The National Weather Service operates 15 Automated Surface Observing System weather stations in Oklahoma. These stations usually report atmospheric measurements once every hour. However, much of Oklahoma's most destructive or least predictable weather occurs on a scale small enough to be missed by these federal stations. The Mesonet provides weather forecasters with more frequent and more localized information. Better forecasts of excessive rainfall and real-time measurement of soil moisture conditions will help to improve the lead time on flood warnings issued by the National Weather Service. These forecasts could allow for the pre-release of water from storage reservoirs before water levels rise too high.
"It's difficult to even imagine issuing warnings or forecasts without Oklahoma Mesonet data anymore. Hazardous weather events happen (or don't happen) usually because of subtle features which can be found in the data rich Oklahoma Mesonet. Whether we're trying to determine the next area for severe weather, winter weather, or critical wind shifts in a wildfire environment, Mesonet data importance can not be overstated."
The Oklahoma Mesonet provides a unique learning opportunity for Oklahoma schools. Near real-time data are available to public and private schools in Oklahoma for free. Learning activities using Mesonet information range from science and mathematics to economics and communications.
Mesonet data are used in a host of meteorological, agricultural and hydrological research projects funded by the National Science Foundation, National Aeronautics and Space Administration and the U.S. Departments of Agriculture, Commerce and Energy. In addition, the Mesonet infrastructure is used to support field monitoring activities of the U.S. Department of Agriculture, the Oklahoma Department of Environmental Quality and the Oklahoma Water Resources Board.
Agricultural applications of the Mesonet include improved insect and disease advisories, spraying recommendations, irrigation scheduling, frost protection, planting and harvesting recommendations and prescribed burn advisories. Agriculture is such a large Oklahoma industry that any increase in efficiency from more accurate environmental information can translate into several million dollars in statewide savings each year.
Natural resource applications of the Mesonet include guidance for the increasingly important practice of prescribed burning. One of the major uses of OK-FIRE is to provide such guidance, so that prescribed burns can be conducted in a safe and effective manner. Over a million acres per year are typically burned via prescribed fire in Oklahoma.

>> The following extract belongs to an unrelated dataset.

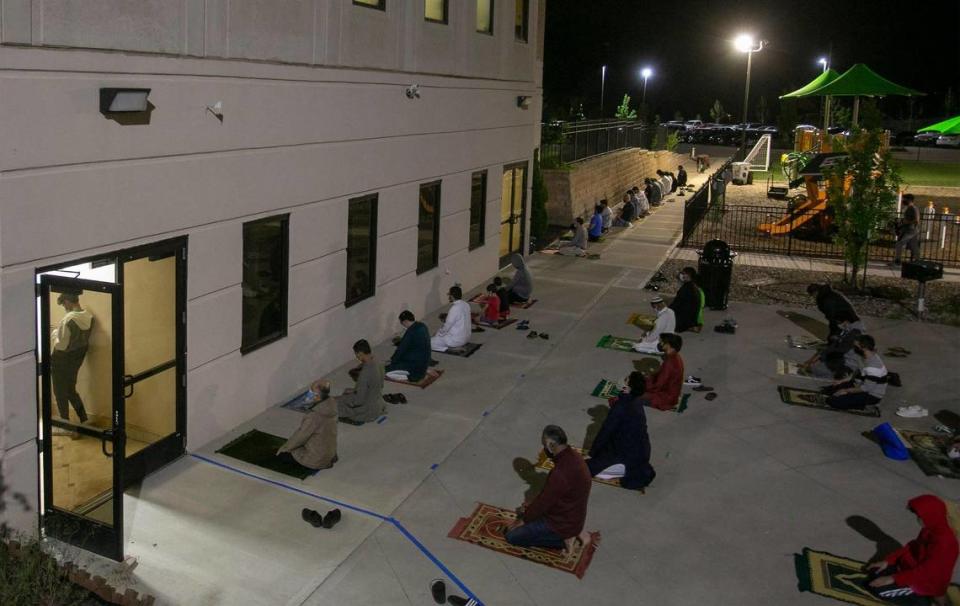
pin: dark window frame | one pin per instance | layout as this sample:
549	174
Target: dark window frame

Mesonet data are valuable in the renewable energy industry. For example, with Mesonet data to guide their placement, wind and solar generators can provide a source of non-polluting, renewable energy. Long-term data can be gathered on the thermal properties of Oklahoma soils to help designers optimize the size and reduce the installation costs of ground coils used in ground-source heat pumps. Mesonet data are critical to a variety of operations in the electric utility industry. Industry officials use Mesonet data to help make real-time decisions to prepare for damaging weather, respond to downed power lines, and protect the safety of their field personnel. Research based on Mesonet data helps generation facilities make more accurate forecasts of electric load, which helps reduce unnecessary consumption and keep prices down.
Mesonet data help emergency management officials deploy personnel, pre-position and move critical assets, and assess a variety of threats including hazardous materials spills. Paired with training and data access provided through the Mesonet's award-winning OK-First program, Mesonet data serve as the backbone for critical weather-informed decisions that help save lives and property.

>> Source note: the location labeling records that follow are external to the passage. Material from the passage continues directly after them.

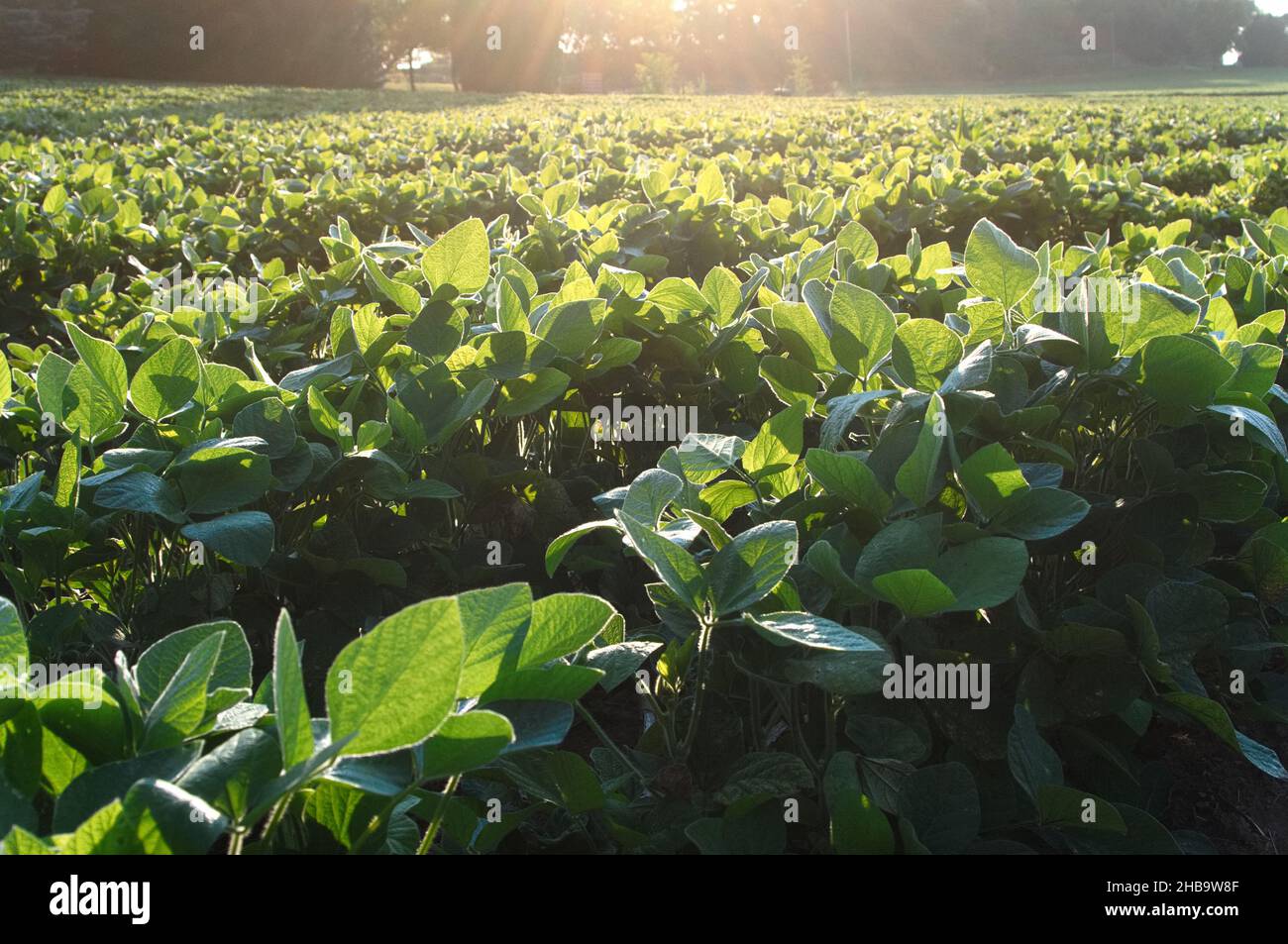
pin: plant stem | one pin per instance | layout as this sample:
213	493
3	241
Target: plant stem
439	814
699	695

"OK-First is single handedly the most valuable tool that emergency managers have available to them. Weather affects everyone all of the time. OK-First is the tool you use to monitor, base life saving decisions, and trust fully during events that rock the core of your community, regardless of the type of weather taking place. When emergency managers think weather, they use OK-First."
With over half of Oklahoma's acres consisting of wildlands, wildfires frequently occur throughout the state. OK-FIRE, a weather-based system for wildland fire management, has been developed to allow fire managers to not only assess the fire danger conditions over the next several days, but also to monitor current conditions during a wildfire to aid in suppression strategies.
Road crews from the Oklahoma Department of Transportation use the Mesonet rainfall and temperature measurements to anticipate which roads to sand during potential icing conditions. Even determining whether the temperature and relative humidity are suitable to allow paint to dry on roads and bridges will save Oklahoma tax dollars.